Territorio

Furore. Lavori al Poggio la Vela, scoppia il caso sulla rimozione della statua

Ferve il dibattito, a Furore, sulla scelta dell’amministrazione di rimuovere la statua “La Vela” dall’omonima piazzetta (meglio nota come “Poggio”) per effettuare lavori di manutenzione straordinaria allo slargo.

Le opere si sono rese necessarie, stando a quanto sostiene l’amministrazione comunale, e in accordo con la Soprintendenza che nell’ottobre del 2021 che offrì parere favorevole ai lavori, per garantire la sicurezza dei locali sottostanti lo slargo.

La sala comunale “Fellini” ha, infatti, presentato, nel corso degli ultimi anni, fenomeni di infiltrazioni d’acqua piovana che hanno determinato, in più punti, lo sfondellamento del solaio.

Per consentire ai lavori di svolgersi Palazzo di Città considera necessaria la rimozione della statua de “La Vela”, realizzata dal prof. Luigi Mazzella nei primi anni ’80 del secolo scorso e donata, poi, all’amministrazione comunale, all’epoca già retta dal prof.

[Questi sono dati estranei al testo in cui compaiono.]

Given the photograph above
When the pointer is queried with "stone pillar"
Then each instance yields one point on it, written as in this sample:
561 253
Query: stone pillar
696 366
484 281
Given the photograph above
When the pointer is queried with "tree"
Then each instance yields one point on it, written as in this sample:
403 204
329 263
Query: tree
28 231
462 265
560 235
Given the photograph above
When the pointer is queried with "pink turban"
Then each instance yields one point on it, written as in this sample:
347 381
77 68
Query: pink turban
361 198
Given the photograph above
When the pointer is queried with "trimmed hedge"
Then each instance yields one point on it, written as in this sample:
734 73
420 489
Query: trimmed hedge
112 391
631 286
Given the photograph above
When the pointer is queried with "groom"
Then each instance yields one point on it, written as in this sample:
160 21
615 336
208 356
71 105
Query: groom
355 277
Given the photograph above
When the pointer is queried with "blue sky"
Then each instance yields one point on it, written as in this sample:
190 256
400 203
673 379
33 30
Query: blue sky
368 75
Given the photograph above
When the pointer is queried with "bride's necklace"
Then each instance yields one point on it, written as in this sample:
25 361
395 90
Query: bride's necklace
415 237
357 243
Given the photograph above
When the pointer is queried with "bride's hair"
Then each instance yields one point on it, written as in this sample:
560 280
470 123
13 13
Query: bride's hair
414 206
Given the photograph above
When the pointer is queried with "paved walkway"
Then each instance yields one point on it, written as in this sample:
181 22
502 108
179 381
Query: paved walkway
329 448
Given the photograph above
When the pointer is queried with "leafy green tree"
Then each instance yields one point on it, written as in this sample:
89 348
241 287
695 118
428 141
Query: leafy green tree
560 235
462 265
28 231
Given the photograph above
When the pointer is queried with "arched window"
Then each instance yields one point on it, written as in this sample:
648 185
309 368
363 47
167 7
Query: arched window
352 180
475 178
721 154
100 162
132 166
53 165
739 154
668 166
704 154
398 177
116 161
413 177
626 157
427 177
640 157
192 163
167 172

Raffaele Ferraioli.

L’opposizione, guidata da Antonella Marchese, tuttavia, non ha mai accolto favorevolmente l’imminente rimozione della statua: a far discutere è, in particolare, la collocazione della stessa durante lo svolgimento dei lavori, posto che anche quest’ultima, secondo il parere rilasciato dalla Soprintendenza lo scorso anno, necessiterebbe di un restauro e di una protezione maggiore dalle intemperie.

Un caso, quest’ultimo, sollevato dalla stessa Marchese con un’interrogazione datata 3 Ottobre, con la quale, evidenziando il valore storico, artistico e paesaggistico del monumento, aveva richiesto maggiori informazioni sul luogo in cui la statua sarebbe stata spostata oltre che il parere della Soprintendenza sul tema.

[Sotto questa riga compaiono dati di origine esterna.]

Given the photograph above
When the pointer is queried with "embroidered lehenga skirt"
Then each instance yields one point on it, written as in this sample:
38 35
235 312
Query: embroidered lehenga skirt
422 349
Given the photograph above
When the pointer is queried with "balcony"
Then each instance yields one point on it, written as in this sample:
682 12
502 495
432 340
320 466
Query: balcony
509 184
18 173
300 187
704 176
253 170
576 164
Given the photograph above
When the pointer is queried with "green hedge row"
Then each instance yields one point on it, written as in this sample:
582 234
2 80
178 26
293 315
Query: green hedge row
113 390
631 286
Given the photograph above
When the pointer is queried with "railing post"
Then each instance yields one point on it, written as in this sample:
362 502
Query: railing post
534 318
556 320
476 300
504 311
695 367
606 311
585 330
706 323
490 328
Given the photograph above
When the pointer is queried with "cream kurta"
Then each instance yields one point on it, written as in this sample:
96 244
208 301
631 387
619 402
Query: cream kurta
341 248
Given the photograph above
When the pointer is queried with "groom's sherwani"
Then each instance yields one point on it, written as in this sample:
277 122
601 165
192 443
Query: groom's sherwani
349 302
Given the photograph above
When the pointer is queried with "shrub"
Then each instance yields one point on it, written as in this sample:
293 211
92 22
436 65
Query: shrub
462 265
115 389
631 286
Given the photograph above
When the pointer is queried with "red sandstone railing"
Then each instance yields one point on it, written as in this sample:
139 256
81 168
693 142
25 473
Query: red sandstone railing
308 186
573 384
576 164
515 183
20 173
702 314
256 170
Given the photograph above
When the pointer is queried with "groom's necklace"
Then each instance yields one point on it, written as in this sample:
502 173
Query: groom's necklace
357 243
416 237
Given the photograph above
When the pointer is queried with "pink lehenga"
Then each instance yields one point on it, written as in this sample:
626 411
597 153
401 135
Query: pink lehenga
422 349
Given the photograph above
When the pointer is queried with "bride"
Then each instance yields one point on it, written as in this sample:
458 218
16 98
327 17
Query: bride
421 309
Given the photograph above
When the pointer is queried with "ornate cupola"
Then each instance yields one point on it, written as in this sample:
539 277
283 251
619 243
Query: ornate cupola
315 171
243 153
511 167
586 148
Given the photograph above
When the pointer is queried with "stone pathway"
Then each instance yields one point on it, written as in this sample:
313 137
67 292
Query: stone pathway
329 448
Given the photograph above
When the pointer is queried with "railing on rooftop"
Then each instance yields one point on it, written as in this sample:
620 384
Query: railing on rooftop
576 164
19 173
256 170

Un duro documento, quello pubblicato ormai più di un mese fa dal capogruppo di Furore nelle tue mani, al quale da Palazzo di Città è stata data, nei giorni scorsi, un’altrettanto netta risposta.

Il sindaco Giovanni Milo, come si legge nel documento di replica ufficiale all’interrogazione, ha posto un’ulteriore questione oggetto di dibattito: secondo il primo cittadino, infatti, non sarebbero state rinvenute autorizzazioni paesaggistiche o urbanistiche al collocamento della statua negli anni ’80, nè presso il comune nè presso la Soprintendenza.

Statua che, stando a quanto ribatte il capogruppo dell’opposizione, è pero, ormai, entrata a pieno titolo nel panorama iconografico locale, essendo richiamata più volte nei murales del Paese Dipinto e rappresentandone, inoltre, anche uno strumento di valorizzazione turistica.

Alla replica ufficiale il sindaco Milo ha allegato una relazione dell’Ufficio Tecnico Comunale firmata dal responsabile dei lavori, l’architetto Roberto Rago, e dalla responsabile dell’Ufficio Tecnico Comunale Nunzia Cavociello.

Una lettera, quest’ultima, nella quale si evidenzierebbe che, addirittura, sarebbero stati proprio i mattoni posti al di sotto della statua a facilitare i fenomeni di infiltrazione presenti nella sala Fellini che hanno resi necessari i lavori, in quanto molto permeabili all’acqua.

Inoltre, la statua, secondo i tecnici, non sarebbe di particolare pregio secondo la normativa vigente in quanto realizzata da meno di settant’anni.

Dunque, al momento, l’orientamento del Comune è netto: la statua dev’essere rimossa e posizionata al più presto in un luogo al riparo dalle intemperie, dando a quest’ultima “una più idonea collocazione“.

La consigliera di opposizione non ci sta, continua a dare battaglia alla decisione dell’amministrazione, ritenendo vi sia, da parte della giunta, una volontà (celata) di cancellare un simbolo della precedente e longeva stagione politica targata Raffaele Ferraioli.

“E’ una statua simbolo di Furore, come la statua della Libertà lo è per New York – ha commentato la MarcheseMilo ha certamente il potere di proporre la rimozione di questa scultura (simbolo di speranza e di libertà), così mutando i connotati di un nostro paesaggio. Ma noi abbiamo altrettanto il dovere morale oltre che politico di opporci fermamente ad una tale volontà“.